AirbyteRecords are required to conform to the Airbyte type system. This means that all sources must produce schemas and records within these types, and all destinations must handle records that conform to this type system.
Because Airybet's interfaces are JSON-based, this type system is realized using JSON schemas. In order to work around some limitations of JSON schemas, schemas may declare an additional airbyte_type
annotation. This is used to disambiguate certain types that JSON schema does not explicitly differentiate between. See the specific types section for details.
This type system does not (generally) constrain values. Sources may declare streams using additional features of JSON schema (such as the length
property for strings), but those constraints will be ignored by all other Airbyte components. The exception is in numeric types; integer
and number
fields must be representable within 64-bit primitives.

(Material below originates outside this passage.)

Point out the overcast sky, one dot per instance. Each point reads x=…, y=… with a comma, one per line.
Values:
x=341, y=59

This table summarizes the available types. See the Specific Types section for explanation of optional parameters.
Airbyte type | JSON Schema | Examples |
---|---|---|
String | {"type": "string"} |
"foo bar" |
Date | {"type": "string", "format": "date"} |
"2021-01-23" |
Datetime with timezone | {"type": "string", "format": "date-time", "airbyte_type": "timestamp_with_timezone"} |
"2022-11-22T01:23:45+05:00" |
Datetime without timezone | {"type": "string", "format": "date-time", "airbyte_type": "timestamp_without_timezone"} |
"2022-11-22T01:23:45" |
Integer | {"type": "integer"} |
42 |
Big integer (unrepresentable as a 64-bit two's complement int) | {"type": "string", "airbyte_type": "big_integer"} |
"123141241234124123141241234124123141241234124123141241234124123141241234124" |
Number | {"type": "number"} |
1234.56 |
Big number (unrepresentable as a 64-bit IEEE 754 float) | {"type": "string", "airbyte_type": "big_number"} |
"1,000,000,...,000.1234" with 500 0's |
Array | {"type": "array"} ; optionally items and additionalItems |
[1, 2, 3] |
Object | {"type": "object"} ; optionally properties and additionalProperties |
{"foo": "bar"} |
Untyped (i.e. any value is valid) | {} |
|
Union | {"anyOf": [...]} or {"oneOf": [...]} |
As a reminder, sources expose a discover
command, which returns a list of AirbyteStreams
, and a read
method, which emits a series of AirbyteRecordMessages
. The type system determines what a valid json_schema
is for an AirbyteStream
, which in turn dictates what messages read
is allowed to emit.
For example, a source could produce this AirbyteStream
(remember that the json_schema
must declare "type": "object"
at the top level):
{
"name": "users",
"json_schema": {
"type": "object",
"properties": {
"username": {
"type": "string"
},
"age": {
"type": "integer"
},
"appointments": {
"type": "array",
"items": "string",
"airbyte_type": "timestamp_with_timezone"
}
}
}
}
Along with this AirbyteRecordMessage
(observe that the data
field conforms to the json_schema
from the stream):
{
"stream": "users",
"data": {
"username": "someone42",
"age": 84,
"appointments": ["2021-11-22T01:23:45+00:00", "2022-01-22T14:00:00+00:00"]
},
"emitted_at": 1623861660
}
The top-level object
must conform to the type system. This means that all of the fields must also conform to the type system.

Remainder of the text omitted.